In the past, 20th TV development executives may have been incentivized to steer a studio-based creator with a cable series idea to try and tweak it for broadcast or put it on the back burner in favor of another premise that could work on broadcast. Now 20th TV executives will consider both network and cable pitches the same. On projects better suited for cable/streaming, they will reach out to their Fox 21 counterparts and will develop and sell those together, with a possibility for the 20th TV execs to remain involved even after the project is set up at a cable network or an SVOD platform.
“We know that we have something unique to offer creators: the opportunity to work and deliver programming to virtually anywhere,” said Walden. Added Newman, “This is about extending that freedom to our executive teams as well; they are now able to freely develop without having to work inside segregated spaces.”
While the development process is changing, there are no plans to merge 20th TV and Fox 21 TV Studios, which was formed in late 2014 by melding Fox 21 and Fox TV Studios. The leaderships of both 20th TV (Davis and Kurtzman) and Fox 21 TV Studios (Salke) will remain intact. The move is not related to the pending acquisition of Fox’s production entities that are poised to become part of Disney or Comcast.

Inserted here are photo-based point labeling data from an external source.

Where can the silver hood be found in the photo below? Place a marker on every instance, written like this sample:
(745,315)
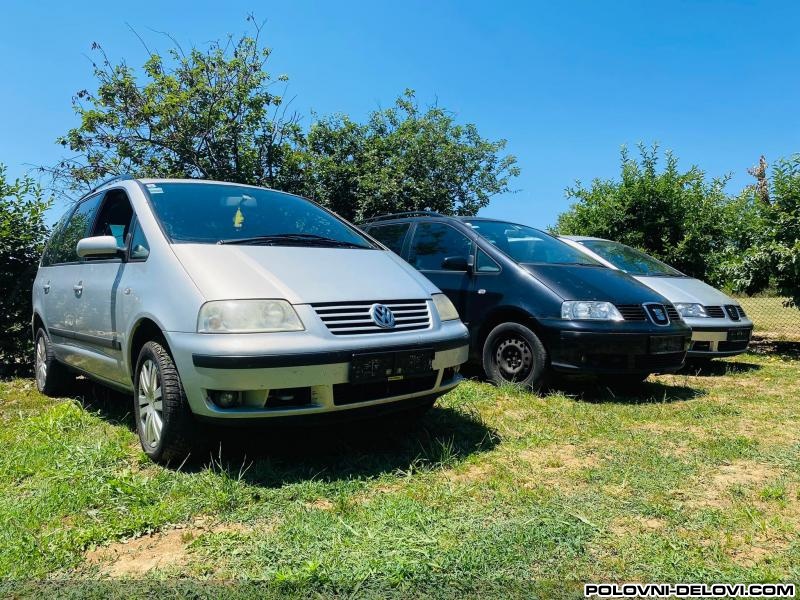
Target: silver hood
(686,289)
(300,275)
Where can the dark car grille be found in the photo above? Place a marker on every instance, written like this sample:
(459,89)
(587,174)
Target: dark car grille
(632,312)
(672,313)
(350,318)
(733,312)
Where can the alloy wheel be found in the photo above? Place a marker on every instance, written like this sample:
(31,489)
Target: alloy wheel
(151,416)
(514,359)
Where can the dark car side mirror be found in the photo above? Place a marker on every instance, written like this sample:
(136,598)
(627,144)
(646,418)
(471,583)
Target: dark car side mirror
(456,263)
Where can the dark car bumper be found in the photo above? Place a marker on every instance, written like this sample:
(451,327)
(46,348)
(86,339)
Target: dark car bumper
(612,352)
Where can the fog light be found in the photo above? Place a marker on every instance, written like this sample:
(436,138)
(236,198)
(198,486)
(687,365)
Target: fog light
(224,399)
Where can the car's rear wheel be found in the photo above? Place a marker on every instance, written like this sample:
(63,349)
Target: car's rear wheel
(512,353)
(52,378)
(167,429)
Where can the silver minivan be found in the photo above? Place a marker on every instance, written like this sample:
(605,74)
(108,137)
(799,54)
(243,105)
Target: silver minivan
(217,302)
(719,324)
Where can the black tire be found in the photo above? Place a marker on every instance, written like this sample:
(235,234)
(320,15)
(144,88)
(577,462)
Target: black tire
(512,353)
(52,378)
(178,434)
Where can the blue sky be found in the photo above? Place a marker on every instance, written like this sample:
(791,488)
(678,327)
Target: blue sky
(565,83)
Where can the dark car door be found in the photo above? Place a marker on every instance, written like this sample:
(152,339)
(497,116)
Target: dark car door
(444,255)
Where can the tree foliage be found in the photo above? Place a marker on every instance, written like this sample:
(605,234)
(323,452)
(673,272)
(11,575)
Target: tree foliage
(22,237)
(773,258)
(211,113)
(207,113)
(402,158)
(680,217)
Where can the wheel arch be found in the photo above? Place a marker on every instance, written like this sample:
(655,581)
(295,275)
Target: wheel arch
(144,330)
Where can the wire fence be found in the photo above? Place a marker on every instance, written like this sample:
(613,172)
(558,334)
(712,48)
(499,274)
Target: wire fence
(772,320)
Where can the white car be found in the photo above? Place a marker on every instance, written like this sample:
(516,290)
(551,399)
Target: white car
(220,302)
(719,324)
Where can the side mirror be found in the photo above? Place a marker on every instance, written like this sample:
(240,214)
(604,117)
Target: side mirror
(455,263)
(99,245)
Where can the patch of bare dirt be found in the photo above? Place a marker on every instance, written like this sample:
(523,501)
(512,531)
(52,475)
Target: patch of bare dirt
(745,473)
(170,548)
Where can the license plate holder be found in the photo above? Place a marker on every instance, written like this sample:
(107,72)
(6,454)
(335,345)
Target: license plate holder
(666,344)
(390,366)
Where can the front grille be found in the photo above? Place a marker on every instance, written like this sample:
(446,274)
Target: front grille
(352,393)
(733,312)
(672,313)
(350,318)
(658,314)
(632,312)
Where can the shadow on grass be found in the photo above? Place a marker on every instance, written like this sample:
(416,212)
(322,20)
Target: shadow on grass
(276,455)
(649,392)
(717,368)
(784,349)
(442,438)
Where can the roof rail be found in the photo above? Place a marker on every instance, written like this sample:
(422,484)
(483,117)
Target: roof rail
(123,177)
(410,213)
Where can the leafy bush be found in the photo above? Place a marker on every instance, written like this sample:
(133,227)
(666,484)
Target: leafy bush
(22,236)
(680,217)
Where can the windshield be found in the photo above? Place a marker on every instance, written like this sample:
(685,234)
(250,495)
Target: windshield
(630,260)
(528,245)
(210,213)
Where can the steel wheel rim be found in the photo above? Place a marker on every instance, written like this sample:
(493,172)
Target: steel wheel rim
(41,362)
(514,359)
(151,416)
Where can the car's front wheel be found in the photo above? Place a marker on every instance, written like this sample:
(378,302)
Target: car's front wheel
(513,353)
(52,378)
(167,429)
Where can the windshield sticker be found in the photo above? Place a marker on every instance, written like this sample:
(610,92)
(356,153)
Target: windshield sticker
(238,218)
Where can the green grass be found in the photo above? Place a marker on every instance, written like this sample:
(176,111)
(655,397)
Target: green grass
(772,319)
(498,492)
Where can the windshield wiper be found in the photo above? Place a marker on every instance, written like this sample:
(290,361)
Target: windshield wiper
(292,239)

“This is all about being a great home for both our creative talent and our creative executives, about making the studios less siloed, and the process more cohesive,” Walden said. Added Newman, “It is about creating more opportunity and less rigidity.
Broadcast series for broadcast will continue to be produced under the 20th Century Fox Television banner; cable/streaming shows will continue to be produced under the Fox 21 TV Studios banner. The company’s animated series are being produced by the Animation division of 20th TV, so Central Park, the animated comedy projects created by Bob’s Burgers’ Loren Bouchard, which was originally developed by 20th TV for Fox, will remain a 20th TV production even after it landed a series order at Apple. But 20th TV Animation execs will be able to work in cooperation with Fox 21 when a creator under an overall there has an animated idea.
This is not an entirely new concept for 20th TV — for instance Homeland years ago was a spec script developed by 20th TV and pitched primarily to broadcast networks until the project was aggressively pursued by Showtime and became a premium series produced by Fox 21 TV Studios.
The shift underscores the increasing diversity of TV series buyers. While in the past broadcast was the main game in town, with a handful of cable networks tipping their toes into original scripted series, over the last five years there has been an explosion in the volume of scripted originals, driven mainly by the aggressive newcomers in the space — SVOD platforms like Netflix, Hulu and Amazon.
With the tweaks at 20th TV/Fox 21, Fox will have three television units developing programming for all platforms — 20th TV, Fox 21 and the recently launched TV division of Fox Searchlight.